Cheap, clean and abundant energy is by definition necessary for a highly efficient and productive global economy. Since natural gas provides about one half of the carbon footprint of crude oil, it makes sense that it is the logical source to bridge into a transition to renewable energy. Natural gas is plentiful, it is cheap and burns much cleaner than coal and crude oil/fuel oils.
In The Long Term
The share of fossil fuels in the U.S. has not changed very much over time; coal decreased from 23.5% to 18.5% while oil and natural gas increased from 44.4% to 44.5% and from 32% to 37%, respectively, from 1965 to 2016. We expect the U.S. to continue with a diversified energy mix by using science and technology for the development of its fossil fuel resources as well as increasing market share for renewables and bio-fuels. In our view, we think the global economy is unlikely to leave fossil fuels as the dominant energy source and their demand will continue to grow for several decades, even if their market share decreases relative to renewables.
“The energy transition from fossil fuels to renewables is one that will be disruptive and at times chaotic. That said, sustainability of clean and abundant energy is critical and long term, renewables are the answer.”

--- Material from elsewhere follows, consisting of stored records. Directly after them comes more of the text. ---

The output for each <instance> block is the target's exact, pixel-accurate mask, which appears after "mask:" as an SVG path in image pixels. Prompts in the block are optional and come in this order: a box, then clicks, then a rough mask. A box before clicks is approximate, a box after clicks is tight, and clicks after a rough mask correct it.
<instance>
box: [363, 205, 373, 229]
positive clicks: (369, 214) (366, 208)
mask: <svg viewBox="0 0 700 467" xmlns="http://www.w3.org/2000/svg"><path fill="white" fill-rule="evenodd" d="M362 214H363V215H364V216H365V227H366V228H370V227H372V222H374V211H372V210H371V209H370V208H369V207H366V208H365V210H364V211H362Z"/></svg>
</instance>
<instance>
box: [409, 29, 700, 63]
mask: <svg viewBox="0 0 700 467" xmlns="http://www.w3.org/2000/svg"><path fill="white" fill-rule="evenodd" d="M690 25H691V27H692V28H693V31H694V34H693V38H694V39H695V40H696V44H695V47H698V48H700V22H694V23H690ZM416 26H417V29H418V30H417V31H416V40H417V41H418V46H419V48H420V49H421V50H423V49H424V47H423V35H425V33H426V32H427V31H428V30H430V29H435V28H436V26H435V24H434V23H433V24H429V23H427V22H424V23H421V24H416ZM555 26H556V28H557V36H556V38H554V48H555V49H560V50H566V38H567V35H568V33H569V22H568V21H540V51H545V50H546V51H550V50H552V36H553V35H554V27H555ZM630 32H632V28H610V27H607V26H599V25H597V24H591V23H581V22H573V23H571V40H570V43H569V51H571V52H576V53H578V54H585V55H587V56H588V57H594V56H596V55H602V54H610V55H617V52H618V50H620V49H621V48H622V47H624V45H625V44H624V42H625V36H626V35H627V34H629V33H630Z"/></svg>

It is also obvious that the transition to a low carbon economy will only be possible through decarbonization, which may be made possible by two ways: (1) increasing the share of low-carbon intensity natural gas and, (2) increasing the market share of renewables. The energy transition from fossil fuels to renewables is one that will be disruptive and at times chaotic. That said, sustainability of clean and abundant energy is critical and long term, renewables are the answer. In the meantime, oil and natural gas are not going away anytime soon. This play will take several decades to play out.